Since the Howe twins represented a somewhat special case, I had agreed to see them, and more
particularly their father and legal guardian, in person. I took an Inter-City train from King's Cross to
Lynn, where a car awaited me to take me to Deepdale Staithe, a hamlet on the North Norfolk, coast. It
is a desolate part of the country. Civilization has scarcely obtained a foothold there, in all the centuries
these islands have been occupied. No doubt a permanently active east wind has much to do with this
state of affairs; only a moron would hesitate before fleeing to the nearest city.
The bleakest point along this stretch of coast is arguably L'Estrange Head, a natural feature lying
between the summer resorts of Hunstanton and Sheringham. It is neither a true headland nor a true island.
To determine its geographical status under law, one would have to decide whether its baffling system of
marshes, creaks and rivulets link it with or divide it from the mainland.
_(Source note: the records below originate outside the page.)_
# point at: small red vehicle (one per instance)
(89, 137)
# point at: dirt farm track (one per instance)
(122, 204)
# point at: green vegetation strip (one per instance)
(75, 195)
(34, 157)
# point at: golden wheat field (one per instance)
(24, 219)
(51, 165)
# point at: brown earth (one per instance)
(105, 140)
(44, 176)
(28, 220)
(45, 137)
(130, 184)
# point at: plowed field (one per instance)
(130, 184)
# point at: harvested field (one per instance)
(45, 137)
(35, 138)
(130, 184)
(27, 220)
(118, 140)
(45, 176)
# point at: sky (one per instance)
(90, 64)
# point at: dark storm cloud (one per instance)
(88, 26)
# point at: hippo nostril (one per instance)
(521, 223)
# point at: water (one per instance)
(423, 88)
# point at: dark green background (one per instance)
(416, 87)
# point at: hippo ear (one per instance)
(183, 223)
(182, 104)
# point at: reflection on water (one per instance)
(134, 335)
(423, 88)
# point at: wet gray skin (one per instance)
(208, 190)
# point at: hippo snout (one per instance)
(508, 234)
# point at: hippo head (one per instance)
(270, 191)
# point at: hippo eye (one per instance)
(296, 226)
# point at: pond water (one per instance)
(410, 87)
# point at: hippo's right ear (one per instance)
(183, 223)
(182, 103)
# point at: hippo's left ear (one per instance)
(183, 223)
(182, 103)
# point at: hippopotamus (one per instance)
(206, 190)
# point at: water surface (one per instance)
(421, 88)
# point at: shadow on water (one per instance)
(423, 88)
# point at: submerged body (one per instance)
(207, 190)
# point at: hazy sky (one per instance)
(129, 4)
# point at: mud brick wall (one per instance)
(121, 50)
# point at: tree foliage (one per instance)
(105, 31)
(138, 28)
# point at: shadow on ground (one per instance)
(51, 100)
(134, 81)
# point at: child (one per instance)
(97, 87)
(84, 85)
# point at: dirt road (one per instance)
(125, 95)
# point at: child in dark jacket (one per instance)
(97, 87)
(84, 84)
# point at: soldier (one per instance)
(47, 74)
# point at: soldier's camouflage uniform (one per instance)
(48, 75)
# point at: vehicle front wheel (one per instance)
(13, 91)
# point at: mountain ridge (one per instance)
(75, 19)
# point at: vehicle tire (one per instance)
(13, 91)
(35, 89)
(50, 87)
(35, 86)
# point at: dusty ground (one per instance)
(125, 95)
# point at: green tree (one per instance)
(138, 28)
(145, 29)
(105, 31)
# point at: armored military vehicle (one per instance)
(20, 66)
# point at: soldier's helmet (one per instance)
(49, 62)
There was not at that time, and I imagine there is still not, any way whereby one could drive a car on to
L'Estrange Head. The lanes which strike out towards the marshes from the Deepdale Staithe-Deepdale
Norton road, to wind across Deepdale Marsh and Overy Marshes, peter out in bog, or at embankments
built long ago to guard against the floods which perpetually harass this unfortunate coastline. One can
imagine that the entrenched attitudes of the locals is such that their initiative may run to dykes but never to
roadways.
Be that as it may, one chilly April day I found myself stuck in Deepdale Staithe for half-an-hour, while
my chauffeur persuaded a local man called Stebbings to take me by boat out to the Head, where the
Howe family had its residence.
Stebbings was what might be termed a character. He was a young man, still in his teens, not
unprepossessing, with a sandy sprout of beard and a habit of not quite looking you in the eye. He
handled his boat and its snorting engine nonchalantly. Throughout the whole trip, he insisted on talking to
me in the local dialect. I scarcely listened, so busy was I huddling in my coat and endeavouring to keep
warm. The wind came in chill off the North Sea.
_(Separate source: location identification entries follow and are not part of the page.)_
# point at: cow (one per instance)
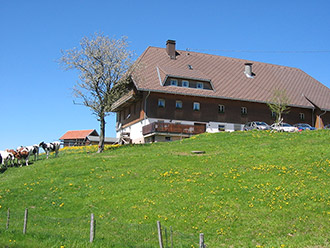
(14, 153)
(33, 150)
(6, 157)
(50, 147)
(23, 154)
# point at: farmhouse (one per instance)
(176, 94)
(84, 137)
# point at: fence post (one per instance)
(91, 234)
(8, 217)
(201, 240)
(171, 236)
(165, 229)
(25, 220)
(160, 238)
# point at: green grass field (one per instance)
(249, 189)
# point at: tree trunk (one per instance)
(102, 134)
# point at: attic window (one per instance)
(199, 85)
(185, 83)
(174, 82)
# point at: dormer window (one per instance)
(161, 103)
(185, 83)
(199, 85)
(196, 106)
(174, 82)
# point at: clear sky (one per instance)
(35, 94)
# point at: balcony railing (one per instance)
(161, 127)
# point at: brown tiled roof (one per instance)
(228, 78)
(77, 134)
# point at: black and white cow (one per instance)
(6, 157)
(23, 154)
(33, 150)
(50, 147)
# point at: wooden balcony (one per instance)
(172, 128)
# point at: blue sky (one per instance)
(35, 94)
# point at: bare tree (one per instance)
(104, 66)
(279, 104)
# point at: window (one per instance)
(161, 103)
(196, 106)
(301, 116)
(221, 108)
(244, 110)
(221, 128)
(199, 85)
(185, 83)
(174, 82)
(178, 104)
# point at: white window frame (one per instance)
(221, 108)
(174, 82)
(185, 81)
(199, 85)
(244, 110)
(180, 104)
(161, 103)
(301, 116)
(196, 106)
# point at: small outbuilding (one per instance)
(84, 138)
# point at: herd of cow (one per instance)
(11, 157)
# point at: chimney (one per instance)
(248, 70)
(170, 48)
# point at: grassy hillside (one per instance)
(249, 189)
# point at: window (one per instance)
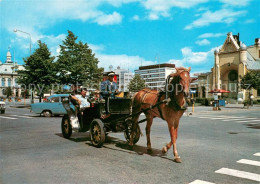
(9, 82)
(3, 81)
(54, 99)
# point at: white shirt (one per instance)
(83, 100)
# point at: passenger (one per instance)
(108, 89)
(83, 99)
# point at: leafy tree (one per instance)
(77, 64)
(8, 92)
(251, 80)
(136, 84)
(39, 71)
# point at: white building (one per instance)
(124, 77)
(155, 75)
(9, 75)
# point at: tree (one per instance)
(8, 92)
(76, 63)
(136, 84)
(249, 81)
(39, 71)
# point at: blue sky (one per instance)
(129, 33)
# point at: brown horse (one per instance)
(177, 88)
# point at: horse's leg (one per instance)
(169, 145)
(173, 132)
(134, 127)
(148, 131)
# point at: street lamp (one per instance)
(17, 30)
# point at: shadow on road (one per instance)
(121, 146)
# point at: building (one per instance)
(203, 84)
(155, 75)
(123, 77)
(233, 60)
(9, 75)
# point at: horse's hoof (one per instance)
(164, 150)
(149, 150)
(178, 160)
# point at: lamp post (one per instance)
(17, 30)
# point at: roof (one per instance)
(157, 66)
(251, 63)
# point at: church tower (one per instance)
(8, 57)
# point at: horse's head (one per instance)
(180, 81)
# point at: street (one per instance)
(215, 147)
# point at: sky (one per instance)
(130, 33)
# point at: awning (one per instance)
(219, 91)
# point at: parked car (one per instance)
(2, 107)
(52, 107)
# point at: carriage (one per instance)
(97, 121)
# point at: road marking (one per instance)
(21, 116)
(7, 117)
(200, 182)
(257, 154)
(249, 121)
(231, 119)
(240, 174)
(249, 162)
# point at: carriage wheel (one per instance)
(66, 127)
(128, 131)
(97, 132)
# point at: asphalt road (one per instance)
(212, 145)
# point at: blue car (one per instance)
(53, 106)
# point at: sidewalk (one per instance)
(207, 109)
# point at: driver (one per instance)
(83, 99)
(108, 89)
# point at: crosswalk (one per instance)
(16, 116)
(237, 119)
(237, 173)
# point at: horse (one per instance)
(176, 91)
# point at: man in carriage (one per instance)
(108, 89)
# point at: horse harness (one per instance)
(158, 94)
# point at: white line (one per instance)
(7, 117)
(240, 174)
(21, 116)
(232, 120)
(257, 154)
(249, 162)
(200, 182)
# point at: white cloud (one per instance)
(249, 21)
(203, 42)
(221, 16)
(159, 8)
(114, 18)
(211, 35)
(236, 2)
(136, 18)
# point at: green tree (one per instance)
(8, 92)
(136, 84)
(251, 80)
(77, 65)
(39, 71)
We took a winding channel which, according to Stebbings, was called 'The Run'. The tide was low and
we progressed between mud banks for the first part of the way. So we got into the harbour and then
through more open stretches of water. The view all round was desolate in the extreme. I could make out
a couple of ruinous windmills standing above the expanses of reed and grass, then my eyes watered, and
I resigned myself to wait. The motion of the boat made me queasy.
At last, Stebbings - who had obliged me by naming every sort of bird which flew over - brought us to
the Head, to a beach which he called Cockle Bight. A short plank walk served as a jetty. He helped me
ashore.
"I hear you be a-going to buy they twins off of old Howe," he said.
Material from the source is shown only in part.